[Date Prev][Date Next][Thread Prev][Thread Next][Date Index][Thread Index]



Published Monday, August 2, 1999, in the Miami Herald 

 Amnesty rules need to follow law's just intent.

When it approved the Haitian Refugee Immigration Fairness Act in 1998,
 Congress commendably meant to make amends with a people long treated
 unfairly by immigration policy. It would be unconscionable now for the
Immigration and Naturalization Service to adopt rules that defeat the
law's noble intent.  That intent was to ``finally end the shameful
decades of unjust treatment of Haitians,'' in the words of its sponsors,
Florida Sens. Bob Graham and Connie Mack, and Michigan Sen. Spencer
Abraham.  The law offers amnesty to some 50,000 Haitians who fled the
island during the early 1990s, a time of terrible political violence
that included a bloody military coup. Among the chief beneficiaries will
be Haitian refugees who were deemed to have a credible fear of
persecution had they been sent back and who were ``paroled'' into this
country from the U.S. Navy base at Guantanamo Bay.

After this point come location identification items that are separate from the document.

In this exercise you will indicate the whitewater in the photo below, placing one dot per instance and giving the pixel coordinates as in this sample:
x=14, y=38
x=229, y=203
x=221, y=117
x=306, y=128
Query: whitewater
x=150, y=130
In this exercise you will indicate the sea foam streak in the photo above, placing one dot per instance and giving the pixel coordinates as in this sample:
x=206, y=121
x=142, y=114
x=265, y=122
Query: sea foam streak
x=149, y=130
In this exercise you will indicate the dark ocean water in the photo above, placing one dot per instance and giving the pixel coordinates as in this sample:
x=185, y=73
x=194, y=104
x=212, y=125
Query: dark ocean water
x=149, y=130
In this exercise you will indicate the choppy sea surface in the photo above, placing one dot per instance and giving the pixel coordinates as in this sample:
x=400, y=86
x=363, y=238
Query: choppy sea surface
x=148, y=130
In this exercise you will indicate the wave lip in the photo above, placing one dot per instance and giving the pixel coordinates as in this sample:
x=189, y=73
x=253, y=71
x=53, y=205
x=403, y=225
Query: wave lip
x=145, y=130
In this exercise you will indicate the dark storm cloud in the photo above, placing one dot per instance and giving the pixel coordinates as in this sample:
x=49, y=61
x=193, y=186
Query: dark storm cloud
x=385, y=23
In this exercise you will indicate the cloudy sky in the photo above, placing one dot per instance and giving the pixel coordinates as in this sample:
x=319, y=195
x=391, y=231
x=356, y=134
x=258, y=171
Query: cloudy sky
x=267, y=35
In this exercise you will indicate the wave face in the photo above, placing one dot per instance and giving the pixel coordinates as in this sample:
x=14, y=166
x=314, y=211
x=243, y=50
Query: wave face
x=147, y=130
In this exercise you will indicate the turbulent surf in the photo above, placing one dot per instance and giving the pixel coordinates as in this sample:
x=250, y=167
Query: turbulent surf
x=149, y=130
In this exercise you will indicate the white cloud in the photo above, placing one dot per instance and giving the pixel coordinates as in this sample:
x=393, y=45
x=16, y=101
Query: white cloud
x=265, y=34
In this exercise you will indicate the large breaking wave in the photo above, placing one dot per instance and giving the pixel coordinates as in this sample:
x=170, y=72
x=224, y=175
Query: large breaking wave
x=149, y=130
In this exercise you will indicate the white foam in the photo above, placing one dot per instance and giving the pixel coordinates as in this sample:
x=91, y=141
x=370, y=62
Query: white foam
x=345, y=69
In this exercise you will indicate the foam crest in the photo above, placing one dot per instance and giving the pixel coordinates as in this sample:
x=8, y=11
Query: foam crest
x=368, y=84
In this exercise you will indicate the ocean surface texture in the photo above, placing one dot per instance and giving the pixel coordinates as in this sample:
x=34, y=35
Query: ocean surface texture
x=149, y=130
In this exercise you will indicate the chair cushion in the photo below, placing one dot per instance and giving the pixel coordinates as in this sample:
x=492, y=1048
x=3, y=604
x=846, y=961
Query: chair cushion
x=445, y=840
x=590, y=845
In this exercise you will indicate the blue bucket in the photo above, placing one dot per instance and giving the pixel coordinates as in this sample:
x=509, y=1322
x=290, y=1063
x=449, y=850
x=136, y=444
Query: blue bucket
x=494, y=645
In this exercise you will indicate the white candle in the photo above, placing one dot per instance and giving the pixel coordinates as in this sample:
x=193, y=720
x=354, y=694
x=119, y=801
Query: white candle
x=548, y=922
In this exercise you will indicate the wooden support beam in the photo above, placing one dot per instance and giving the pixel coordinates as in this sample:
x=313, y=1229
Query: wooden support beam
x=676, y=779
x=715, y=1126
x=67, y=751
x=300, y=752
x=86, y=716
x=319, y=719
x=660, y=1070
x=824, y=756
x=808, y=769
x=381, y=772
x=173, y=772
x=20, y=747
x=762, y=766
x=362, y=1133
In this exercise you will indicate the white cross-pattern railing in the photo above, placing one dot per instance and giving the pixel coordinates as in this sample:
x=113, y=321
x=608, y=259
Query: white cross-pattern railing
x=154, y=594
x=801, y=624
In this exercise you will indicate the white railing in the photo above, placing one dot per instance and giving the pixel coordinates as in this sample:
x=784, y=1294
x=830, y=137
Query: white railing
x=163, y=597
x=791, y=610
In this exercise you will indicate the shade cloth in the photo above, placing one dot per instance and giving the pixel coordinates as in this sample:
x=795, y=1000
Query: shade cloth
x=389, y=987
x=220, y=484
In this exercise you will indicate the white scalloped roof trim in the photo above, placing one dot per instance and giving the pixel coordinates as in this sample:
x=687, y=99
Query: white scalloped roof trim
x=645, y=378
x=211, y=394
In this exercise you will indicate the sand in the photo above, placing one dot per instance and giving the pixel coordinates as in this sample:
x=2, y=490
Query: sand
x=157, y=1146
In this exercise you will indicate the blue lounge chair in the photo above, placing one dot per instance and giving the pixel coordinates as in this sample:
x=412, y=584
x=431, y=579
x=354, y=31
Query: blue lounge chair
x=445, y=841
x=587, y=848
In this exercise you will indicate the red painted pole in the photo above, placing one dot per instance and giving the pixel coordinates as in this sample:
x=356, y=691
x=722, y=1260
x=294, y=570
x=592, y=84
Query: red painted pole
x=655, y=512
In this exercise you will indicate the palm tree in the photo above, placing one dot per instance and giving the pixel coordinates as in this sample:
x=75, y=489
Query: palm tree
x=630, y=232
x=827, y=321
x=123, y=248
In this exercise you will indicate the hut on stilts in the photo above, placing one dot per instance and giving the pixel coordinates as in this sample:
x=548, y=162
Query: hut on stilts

Those who arrived in
the United States or applied for political asylum before Dec. 31,
 1995, are eligible, including unaccompanied and abandoned children.
 While the proposed INS regulations contain beneficial provisions in the
spirit of the intended relief, other disturbing planks require
documentation that will be hard if not impossible to provide. It is, for
example, unreasonable for the INS to require applicants to furnish birth
certificates from Haiti's National Archives as proof of nationality.
Certainly the agency didn't require such a birth certificate wrongly to
 deport the late Thomas Sylvain, a U.S. citizen, to Haiti.
 Many Haitians, particularly those born in rural areas, never were
registered with the National Archives to begin with. Many who fled lost
their papers -- and good luck to anyone trying to get copies from Haiti.
Moreover, the INS already has treated most of those eligible as Haitian
because of their parole or asylum petitions; no further proof should be
needed now. Requiring applicants to account for their U.S. presence for
each three months since 1996 likewise is absurd and unnecessary. Where,
how and why would these refugees, mostly poor and terrified of
deportation, travel abroad for so long a period? This group's general
circumstances demand a presumption of continuous presence, unless the
INS has conclusive proof otherwise.  South Florida advocates gave the
INS other suggestions: Applicants should be eligible for fraud waivers.
Orphaned and abandoned children should be able to provide credible proof
other than only official court or welfare-agency documents.
 Those who were children of eligible parents at the time the law was
passed should remain eligible for benefits, even if they have aged into
adults since. As the INS now digests public comments, may it craft final
rules that truly amend past injustice toward Haitian immigrants.